The government proposed the amnesty provision in the ordinance despite calls from national and international human rights community not to include such a provision in laws related to transitional justice, saying such a provision does not meet international standards.
"Such a provision violates Nepal´s commitment to international laws. We will not accept such a provision," said human rights lawyer Govinda Bandi.
Though the bills committee of the dissolved Constituent Assembly had discussed two separate bills -- one relating to the Truth and Reconciliation Commission and the Commission on Enforced Disappearances, the government has merged both the bills and prepared a new draft.
Even the bill discussed in the committee had proposed not giving amnesty to perpetrators of serious crimes like crimes against humanity, illegal detentions, sexual violence, and violence against civilians, among others. The provision was in line suggestions from the United Nations, European Union and other national and international human rights organizations.
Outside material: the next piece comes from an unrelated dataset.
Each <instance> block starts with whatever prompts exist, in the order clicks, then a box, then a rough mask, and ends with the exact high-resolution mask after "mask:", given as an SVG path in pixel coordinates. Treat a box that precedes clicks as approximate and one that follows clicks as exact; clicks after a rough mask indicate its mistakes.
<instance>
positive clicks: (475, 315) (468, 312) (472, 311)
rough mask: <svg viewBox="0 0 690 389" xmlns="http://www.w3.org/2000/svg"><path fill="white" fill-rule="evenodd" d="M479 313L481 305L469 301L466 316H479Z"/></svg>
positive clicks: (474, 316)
The 13-page draft proposes forming a committee headed by a former Supreme Court justice to recommend the members for the five-member commission, with minimum of two women members. But the members will be finalized in consensus with political parties.
"This provision does not ensure independence of the commission as the members to be appointed through political consensus will compromise independence and fairness of the commission," said human rights activist Mandira Sharma.
But such a commission is silent on representation of victims though the Supreme Court has already ruled that such commissions on disappearances and truth and reconciliation must ensure representation of victims.
"We will not accept any commission that excludes our representation," said Ek Raj Bhandari, a Maoist leader.
But leaders of the opposition parties, human rights activists and victims say that they are concerned over the government move to introduce such a law through ordinance without holding broader consultations with stakeholders.
"Any law like truth and reconciliation and disappearance should not be enacted through ordinance," said Nepali Congress leader Ramesh Lekhak, who was involved in discussions on TRC bills in the dissolved parliament´s bills committee, "If the ordinances were to be introduced, there should first be political consensus."
Human rights activist Sharma, Bandi and victim´s family´s leader Bhandari said they would neither accept the ordinance nor cooperate with the commission to be formed under it.
The ordinance proposes reparation to the victims and their families. They include free education and health care, vocational training, concession loan, employment and housing, among others.
Likewise, the ordinance, the source said, proposes that victim and perpetrators can opt for reconciliation if the latter duly files an application before the commission for reconciliation. But the perpetrators will have to accept the crimes committed and regret their crimes before victims. Besides the human rights violators will have to pay compensation to the victims. The government will organize a formal program for reconciliation, according to the ordinance.
Sources said the cabinet meeting scheduled for Friday afternoon is likely to forward the draft to the president for approval.